Total proteins from mouse thyroid follicular epithelial cells, and mouse PBLs, and pituitary gland, thyroid and spleen tissues were extracted using a ReadyPrep™ Protein Extraction kit (Bio-Rad Laboratories, Inc., Hercules, CA, USA). Protein concentrations were determined using Coomassie Protein Assay reagent (Thermo Fisher Scientific, Inc.), according to the manufacturer's instructions. The protein samples were subsequently denatured in SDS sample buffer (125 mM Tris-HCl, pH 6.8, 50% glycerol, 2% SDS, 5% b-mercaptoethanol and 0.01% bromophenol blue) at 100°C for 10 min. Equal amounts of protein (30 µg/lane) separated by 18% SDS-PAGE were transferred to a polyvinylidene fluoride membrane at 15 V for 25 min using Trans-Blot SD (Bio-Rad Laboratories, Inc.). The membranes were blocked with 5% non-fat milk in TBS and Tween 20 (TBST; 25 mM Tris-base, 138 mM NaCl, 2.7 mM KCl, 0.2% Tween-20 and deionized water; pH 7.4) for 2 h at room temperature. The membranes were immunoblotted with primary antibodies overnight at 4°C. The primary antibodies included anti-TSHβ antibody (1:500; cat. no. sc-7813), anti-sodium-iodide symporter (NIS) antibody (1:200; cat. no. sc-514487), anti-thyroperoxidase (TPO) antibody (1:200; cat. no. sc-376876; all purchased from Santa Cruz Biotechnology, Inc., Dallas, TX, USA), anti-thyroglobulin (TG) antibody (1:200; cat. no. ab-187378; Abcam, Cambridge, UK) and anti-GAPDH antibody (1:800; cat. no. BM1623; Boster Biological Technology, Pleasanton, CA, USA). The membranes were subsequently washed with TBST, and incubated donkey anti-goat horseradish peroxidase (HRP)-conjugated secondary antibody (cat. no. sc-2020; Santa Cruz Biotechnology, Inc.) and goat anti-mouse HRP-conjugated secondary antibody (cat. no. ZB-2305; dilution, 1:5,000; OriGene Technologies, Inc., Rockville, MD, USA) for 2 h at room temperature. Following a final wash in TBST, the immunoreactive TSHβ splice variant bands were detected using an enhanced chemiluminescence system (Immobilon™ Western Chemiluminescent HRP Substrate; Merck KGaA), and the images were acquired using the Kodak Medical X-ray processor (Kodak, Rochester, NY, USA). Band densities were quantified using Image-Pro Plus v6.0 software (Media Cybernetics, Inc., Rockville, MD, USA).
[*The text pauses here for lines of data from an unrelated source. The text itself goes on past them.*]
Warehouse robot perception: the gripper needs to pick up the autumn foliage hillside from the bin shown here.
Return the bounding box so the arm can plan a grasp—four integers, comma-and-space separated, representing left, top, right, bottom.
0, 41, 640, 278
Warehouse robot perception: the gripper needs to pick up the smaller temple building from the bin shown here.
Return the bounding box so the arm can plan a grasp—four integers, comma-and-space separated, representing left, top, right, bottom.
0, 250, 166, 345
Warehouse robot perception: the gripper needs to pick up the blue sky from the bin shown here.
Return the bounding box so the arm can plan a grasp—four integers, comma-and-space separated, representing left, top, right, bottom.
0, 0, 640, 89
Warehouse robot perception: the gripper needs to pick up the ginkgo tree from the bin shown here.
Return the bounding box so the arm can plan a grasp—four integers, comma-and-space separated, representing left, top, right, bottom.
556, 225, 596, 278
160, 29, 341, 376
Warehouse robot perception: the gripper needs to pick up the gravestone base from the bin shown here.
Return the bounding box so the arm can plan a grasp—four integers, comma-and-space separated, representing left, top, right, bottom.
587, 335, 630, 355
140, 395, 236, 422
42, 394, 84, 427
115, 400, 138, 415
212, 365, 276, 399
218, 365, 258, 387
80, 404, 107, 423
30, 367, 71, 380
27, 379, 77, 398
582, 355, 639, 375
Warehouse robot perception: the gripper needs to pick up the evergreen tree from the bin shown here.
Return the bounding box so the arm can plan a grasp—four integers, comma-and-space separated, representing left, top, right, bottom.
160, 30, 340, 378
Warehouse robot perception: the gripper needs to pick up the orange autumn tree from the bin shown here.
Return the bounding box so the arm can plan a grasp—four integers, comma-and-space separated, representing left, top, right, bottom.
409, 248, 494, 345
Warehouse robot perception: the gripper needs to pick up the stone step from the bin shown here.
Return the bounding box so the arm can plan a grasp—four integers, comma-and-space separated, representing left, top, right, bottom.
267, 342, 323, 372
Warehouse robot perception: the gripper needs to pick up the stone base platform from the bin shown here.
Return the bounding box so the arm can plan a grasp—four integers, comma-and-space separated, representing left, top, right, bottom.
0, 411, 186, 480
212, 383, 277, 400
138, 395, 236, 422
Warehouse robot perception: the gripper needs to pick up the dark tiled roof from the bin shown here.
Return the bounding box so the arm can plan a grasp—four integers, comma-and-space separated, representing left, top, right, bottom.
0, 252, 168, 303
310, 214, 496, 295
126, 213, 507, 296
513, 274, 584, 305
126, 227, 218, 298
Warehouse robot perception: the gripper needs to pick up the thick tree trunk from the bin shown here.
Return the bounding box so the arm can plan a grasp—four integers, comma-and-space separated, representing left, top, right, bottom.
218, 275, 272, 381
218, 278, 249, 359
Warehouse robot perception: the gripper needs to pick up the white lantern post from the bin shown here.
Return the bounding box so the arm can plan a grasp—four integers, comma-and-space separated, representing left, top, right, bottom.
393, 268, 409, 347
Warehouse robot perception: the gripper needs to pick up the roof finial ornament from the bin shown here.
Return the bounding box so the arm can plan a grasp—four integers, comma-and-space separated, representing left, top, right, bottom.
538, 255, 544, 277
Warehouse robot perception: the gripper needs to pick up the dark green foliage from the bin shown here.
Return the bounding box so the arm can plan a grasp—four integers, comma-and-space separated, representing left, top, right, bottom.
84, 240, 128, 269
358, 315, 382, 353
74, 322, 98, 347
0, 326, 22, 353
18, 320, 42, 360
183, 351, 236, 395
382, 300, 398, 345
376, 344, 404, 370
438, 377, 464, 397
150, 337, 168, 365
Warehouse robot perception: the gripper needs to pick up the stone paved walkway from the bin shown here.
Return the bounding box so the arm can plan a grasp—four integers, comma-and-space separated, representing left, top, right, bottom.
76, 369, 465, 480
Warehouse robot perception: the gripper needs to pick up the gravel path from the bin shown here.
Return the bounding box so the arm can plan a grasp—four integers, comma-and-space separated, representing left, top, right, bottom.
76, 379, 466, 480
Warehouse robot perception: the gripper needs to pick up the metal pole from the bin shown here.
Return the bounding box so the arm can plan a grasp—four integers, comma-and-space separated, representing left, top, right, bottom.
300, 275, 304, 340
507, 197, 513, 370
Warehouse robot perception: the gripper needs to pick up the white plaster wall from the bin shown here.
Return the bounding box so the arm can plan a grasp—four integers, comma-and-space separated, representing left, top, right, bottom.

The mouse TSHβ gene consists of five exons and the coding region of native TSHβ is located between exons 4 and 5. The molecular weight of native TSHβ protein is 17 kDa. The TSHβ splice variant consists of part of intron 4 and all of the coding region of exon 5, and the molecular weight of the TSHβ splice variant protein is 8 kDa (5). The anti-TSHβ antibody specifically binds to the protein sequence encoded by exon 5, and therefore detects both forms of the TSHβ protein.

Statistical analysis

All data are presented as the mean ± standard error. Comparisons between groups were performed using one-way analysis of variance, followed by a least significant difference post-hoc test. The statistical analyses were performed using SPSS software (v.13.0; SPSS, Inc., Chicago, IL, USA). P<0.05 was considered to indicate a statistically significant difference.

Results

Increased serum FT3 and FT4 levels are induced by TSHβ splice variant

Mice were injected with the purified TSHβ splice variant protein at different concentrations, and the serum levels of FT3 and FT4 were evaluated by RIA at 0.5, 1 and 4 h post-injection. As demonstrated in Fig. 1, serum levels of FT3 peaked at 1 h following injection, and declined to a normal level at 4 h post-injection. Serum levels of FT4 exhibited a similar trend (Fig. 2). The serum levels of FT3 in the 10 µg purified TSHβ splice variant protein-treated group were 1.56-fold higher than the the saline-injected control group at 1 h after injection. In addition, the serum levels of FT3 in the 5 µg purified TSHβ splice variant protein-treated group were 1.28-fold higher than the saline-injected control group at 1 h post-injection. Furthermore, the serum levels of FT4 in the 10 µg purified TSHβ splice variant protein-injected group were 2.19-fold higher than the saline-injected control group at 1 h post-injection, while the FT4 levels of the 5 µg-injected group were 2.05 fold higher relative to the control group. In summary, the results demonstrated that both serum FT3 and FT4 levels were significantly increased by TSHβ, and in a dose-dependent manner, compared with the saline-injected groups of mice.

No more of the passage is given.